Gonadotropin-releasing hormone messenger RNA expression in gonadotroph tumors and normal human pituitary.

Gonadotroph tumors predominantly secrete FSH or free gonadotropin hormone subunits and rarely LH. In contrast to normal gonadotrophs, a subset of tumors synthesize FSH beta-subunit (SU) in excess of alpha-SU, and the cause of gonadotropin hormone-SU biosynthetic defects in these tumors is unknown. Gonadotropin-releasing hormone (GnRH) is known to modify gonadotropin hormone-SU biosynthesis and secretion and may be an important determinant of gonadotroph tumor hormone regulation. Data in experimental animals have demonstrated that endogenous expression of GnRH may occur in the pituitary.
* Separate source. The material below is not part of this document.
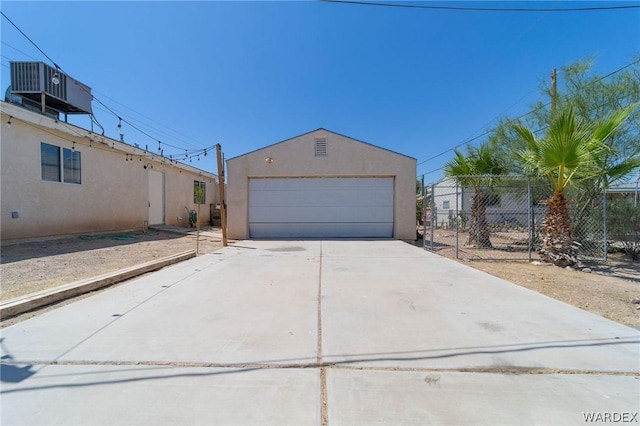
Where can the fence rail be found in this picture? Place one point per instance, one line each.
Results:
(500, 218)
We therefore determined whether 1) the GnRH gene is expressed in gonadotroph tumors and normal pituitaries using reverse transcriptase (RT)-PCR; 2) the GnRH receptor gene is co-expressed in gonadotroph tumors; 3) an alternative upstream transcriptional start site on the GnRH gene is utilized; and 4) media from primary cultures of gonadotroph tumors have detectable GnRH immunoreactivity by RIA. GnRH messenger RNA (mRNA) was detected in 10/10 gonadotroph tumors, eight of which expressed GnRH-Receptor mRNA. Both mRNAs were detected in all normal pituitaries studied (n = 6). Six of 10 gonadotroph tumors and 3/6 normal pituitaries had GnRH transcripts derived from the upstream transcriptional start site (5'GnRH). GnRH immunoreactivity was detected in overnight media from 3/3 primary gonadotroph tumor cultures (range: 1.89-5.86pg/mL; limit of detection (LD) = < 1.58pg/mL) but was not detectable in control media. This is the first study to demonstrate endogenous GnRH gene expression in human pituitary adenomas and normal human pituitary tissue. The presence of both GnRH and GnRH-Rc suggest that GnRH may be a paracrine/autocrine regulator of cell function in the pituitary and may affect gonadotroph tumor hormone phenotype.